LONDON -- As we know, it never rains at Wimbledon. Unless there's some moisture in the neighborhood, in which case they call it "unsettled conditions."

There were a lot of unsettled goings-on at the Big W (the Big Wet?) yesterday as the world's oldest fiesta of the fuzzy ball cranked up again for another two weeks of pains and gains as well as rains on the grassy plains of the All England Club. Even so, 32,916 mildewed devotees showed up. It was also unsettling, between dampness interruptions, to enter the tennis cathedral called Centre Court and wonder, am I in the right place?

An itinerant Swiss chap who currently holds title to the 85-year-old playpen, Roger Federer, would have wondered, too, if he'd let his mind wander. But that seldom happens to invulnerable Roger the Lodger of the venerable arena -- not over the last four years anyway. This amphitheatre was -- yet was not -- the same place where he had won 28 straight matches. It was now topless, so to speak, looking quite improperly undressed.

"I definitely prefer the way it was," said Federer, who opened the chilly, sprinkly show after an hour or so delay, stretching his victory streak to 29 in a 93-minute performance of "Georgia on My Mind." Not the Ray Charles hit, but putting a hit on a native of the other Georgia, Teimuraz Gabashvili, 6-3, 6-2, 6-4. "But I understand it's a work in progress," he said of the remodeling that will eventually give Centre a defense against unsettled conditions: a retractable roof.

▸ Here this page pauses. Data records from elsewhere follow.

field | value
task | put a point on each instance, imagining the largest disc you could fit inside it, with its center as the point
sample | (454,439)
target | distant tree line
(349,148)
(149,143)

Court 2, that compact torture chamber, is to be remodeled, too, next year. But it looked the same to ex-champ Martina Hingis. "I know it's the graveyard of champions, but I never lost there," she said after nearly earning herself a tombstone. She'd never made such a Wimbledon escape either, dodging two match-point bombs at the hands of 18-year-old English lefty Naomi Cavaday, 6-7 (1-7), 7-5, 6-0. So it wasn't cave-in day against Cavaday, a wild card No. 232, and the 26-year-old Hingis could continue celebrating the 10th anniversary of her title.

During World War II, a few German bombs fell on Centre, damaging the roof. (Did Hitler feel that zapping beloved Wimbledon would enfeeble English morale?) To those accustomed to the classic structure, much like Shakespeare's Globe Theatre with roofing over the audience, the present stripped-down version does seem eerily bombed out. "More wind gets in," said Federer. "It looks and plays different."

He got into the husky 22-year-old Gabashvili (now a Moscow resident ranked No. 86) by the sixth game, and breezed the rest of the way.

Gabashvili had no feelings about the court, having never seen it before, though he knew it was the most famous location in his profession. But he "enjoyed it there, playing the best player in the world, and the world watching. I thought I was all right after the second game." Gabashvili held serve to 1-1 through five deuces and three break points as Federer looked human, committing 5 of his 13 errors. But he wasn't all right for long. "I played good but mentally Federer was too much for me."

Appearing on court in smart white trousers and jacket, Federer may have been tempted to leave the pants on during the 59 degree matinee, in the style of the 1920s and '30s. "It was cold, but not that cold," he smiled. He peeled down to customary shorts for the workout.

He has said, "I'm not an enemy of the past. I admire the champions who came before me." But, of course, he is the enemy -- if good-natured -- of his predecessors' accomplishments. Currently he is in pursuit of Bjorn Borg, the erstwhile Angelic Assassin of Centre Court. By winning for a fifth successive time, Federer would equal the Swede's 1976--80 parade as well as his 11 major championships.

Borg has wished Federer well, saying he'll be here for the final -- if Roger is. Pete Sampras, who goes into the Hall of Fame at Newport, R.I., July 14, has admiringly conceded that the Swiss big cheese will punch holes in his record 14 majors and seven Big W titles.

There are other multiple Wimbledon winners to be considered: Willie Renshaw won six straight, 1881--86, and Laurie Doherty five in a row, 1902--06. No word has been heard from Willie or Laurie, but they may be operating in unsettled conditions.